Daily Bites Of God's Word - Part 56 - Psalm 119:56
Daily Bites Of God’s Word
Just as we need daily food to sustain us physically, we also need daily food from God’s Word to sustain us spiritually.
Daily Bites are shorter, devotional-style episodes meant to be a great start to your morning or a nice study after a long day.
This is the place for consistent God-Centered, God-Honoring, and God-Glorifying biblical content.
Transcript
Hello, welcome back to Daily Bites of God's Word. This is Andy Cain. It's a joy to be back with you once again. Today we're looking at Psalm 119 verse 56.
It says, This has become mine, that I observe your precepts. This has become mine.
This has become my possession. This what? He says in the previous verse, I keep your law.
Your law, your word, your scripture, it's become mine. It's become what's important to me.
So what do you spend your time on? What are you spending your thinking life on? What is important to you?
What is something that is core to you? He's saying this has become mine. It's who
I am. It's everything that matters to me. What? That I, or because I observe your precepts.
So there's sort of two things going on here. Number one, he's saying it's become my life statement. It's become who
I am, that I'm going to observe your precepts and obey your word. But he's also saying that as I do this, because I'm obeying your word, because I'm seeking your word, it becomes more of who
I am. I dive deeper into it. It becomes more of what I want to see in my life.
It's the natural progression of the Christian life that as you go into a deeper knowledge of Christ, you want to know more.

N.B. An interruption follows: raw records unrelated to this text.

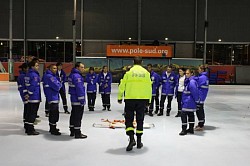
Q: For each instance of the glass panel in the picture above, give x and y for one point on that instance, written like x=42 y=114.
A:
x=37 y=49
x=239 y=55
x=68 y=51
x=4 y=51
x=17 y=51
x=200 y=52
x=222 y=54
x=55 y=51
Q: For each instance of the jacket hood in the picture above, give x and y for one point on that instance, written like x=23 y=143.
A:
x=204 y=73
x=74 y=70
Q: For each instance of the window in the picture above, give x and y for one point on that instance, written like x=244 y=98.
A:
x=55 y=51
x=37 y=49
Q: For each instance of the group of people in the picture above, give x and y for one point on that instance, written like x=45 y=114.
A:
x=190 y=90
x=54 y=85
x=140 y=88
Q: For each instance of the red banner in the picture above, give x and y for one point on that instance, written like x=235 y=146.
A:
x=143 y=51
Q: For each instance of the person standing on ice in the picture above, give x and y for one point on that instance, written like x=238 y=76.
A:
x=137 y=86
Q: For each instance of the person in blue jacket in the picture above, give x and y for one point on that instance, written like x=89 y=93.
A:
x=52 y=86
x=179 y=89
x=77 y=98
x=203 y=86
x=32 y=83
x=168 y=84
x=190 y=98
x=105 y=81
x=61 y=75
x=91 y=79
x=155 y=78
x=22 y=89
x=44 y=90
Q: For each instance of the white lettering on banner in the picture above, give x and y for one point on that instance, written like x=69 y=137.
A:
x=139 y=50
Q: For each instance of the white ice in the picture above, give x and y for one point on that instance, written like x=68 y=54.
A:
x=224 y=142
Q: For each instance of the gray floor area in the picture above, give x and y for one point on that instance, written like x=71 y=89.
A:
x=225 y=140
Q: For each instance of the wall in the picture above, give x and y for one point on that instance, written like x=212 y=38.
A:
x=242 y=75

And I can attest to this. You know, when I was in a time in my life where I was not in God's word, not studying it, not using all proper tools available to me to grow in my knowledge, you tend to think, oh, it's too hard or there's too much.

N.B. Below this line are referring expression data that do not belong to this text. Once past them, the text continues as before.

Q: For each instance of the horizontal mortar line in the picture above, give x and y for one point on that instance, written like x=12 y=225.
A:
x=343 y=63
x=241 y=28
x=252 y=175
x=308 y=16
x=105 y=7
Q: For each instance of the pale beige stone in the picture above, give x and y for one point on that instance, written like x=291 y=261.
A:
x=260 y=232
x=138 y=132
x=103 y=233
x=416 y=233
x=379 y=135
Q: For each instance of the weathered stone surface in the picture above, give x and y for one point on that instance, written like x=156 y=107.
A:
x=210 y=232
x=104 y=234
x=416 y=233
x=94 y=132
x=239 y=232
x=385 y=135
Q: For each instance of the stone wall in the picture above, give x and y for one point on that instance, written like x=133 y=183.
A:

Or, you know, I couldn't possibly wrap my head around it. And then you get lazy and you don't deal with it at all.
Or you get a sermon on Sunday and you think, well, that's good enough to hold me. Well, what you find out is when you don't try to tackle it all at one time, when you take it in pieces, and you take this piece and this piece and meditate deeply over small sections, over time your knowledge grows.

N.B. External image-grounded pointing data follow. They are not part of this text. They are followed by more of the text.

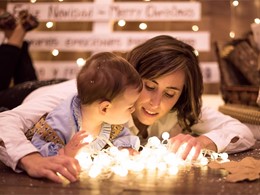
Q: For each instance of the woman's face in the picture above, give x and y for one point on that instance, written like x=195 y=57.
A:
x=158 y=97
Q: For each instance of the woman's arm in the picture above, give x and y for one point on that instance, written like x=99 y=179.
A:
x=228 y=134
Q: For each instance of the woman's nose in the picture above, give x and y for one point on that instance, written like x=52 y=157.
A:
x=132 y=109
x=156 y=100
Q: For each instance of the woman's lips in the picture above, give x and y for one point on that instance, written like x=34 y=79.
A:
x=151 y=113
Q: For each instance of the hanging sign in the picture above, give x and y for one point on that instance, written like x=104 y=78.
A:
x=116 y=41
x=130 y=11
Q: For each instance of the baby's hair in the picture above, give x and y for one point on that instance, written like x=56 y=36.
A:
x=104 y=77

That's why expository preaching is so important. Verse by verse, word by word, sentence by sentence, paragraph by paragraph.
And as you build layer upon layer, precept upon precept, this is why
Scripture says these things. The word of God is not meant to be taken in one meal.
You digest it all, check it off, or like in the Matrix style, right? You know, you download all files to your brain.
I remember the movie The Matrix where they're on the roof and they've got a helicopter or something there.
And, you know, the woman character, her name's Trinity. She's like, you know, do you know how to fly that thing? She's like, not yet.
And they download the files into her brain and now she does. It doesn't work like that, y 'all.
It takes time, effort, progress, accumulation of knowledge, a consistent growth in your knowledge.
Start small, do something, then build and grow. Don't be thinking about, okay, well here's the level of knowledge
I want to attain to. Start with, okay, start with 1 John. Start with the
Gospel of John. Start with the Psalms. Start with Genesis. Start somewhere. Take it slow.
Read it. Understand it. Use commentaries. Use your pastor. Use a variety of viewpoints.
Try to find the consistent interpretation based on the original audience's understanding and the original author's intent.
And start to build up your own catalog and library in your mind of the truth of Scripture.
And I promise you that what you'll find is that over time, you'll say, this is mine.
It's in me. It's what I know. It literally comes out of me. It's the breath of my life.
It's because I obeyed and kept the precepts of God and studied the
Word of God. And you'll find yourself just naturally drawing on that knowledge and rehearsing and repeating
Scripture you've studied because you've looked at it and read it and studied it so many times.
And that's what I want for you. That's the whole point of God -centered theology is to be God -centered in our
Bible study and everything that we do. Amen? Well, I want to thank you for joining me on this daily bite of God's Word.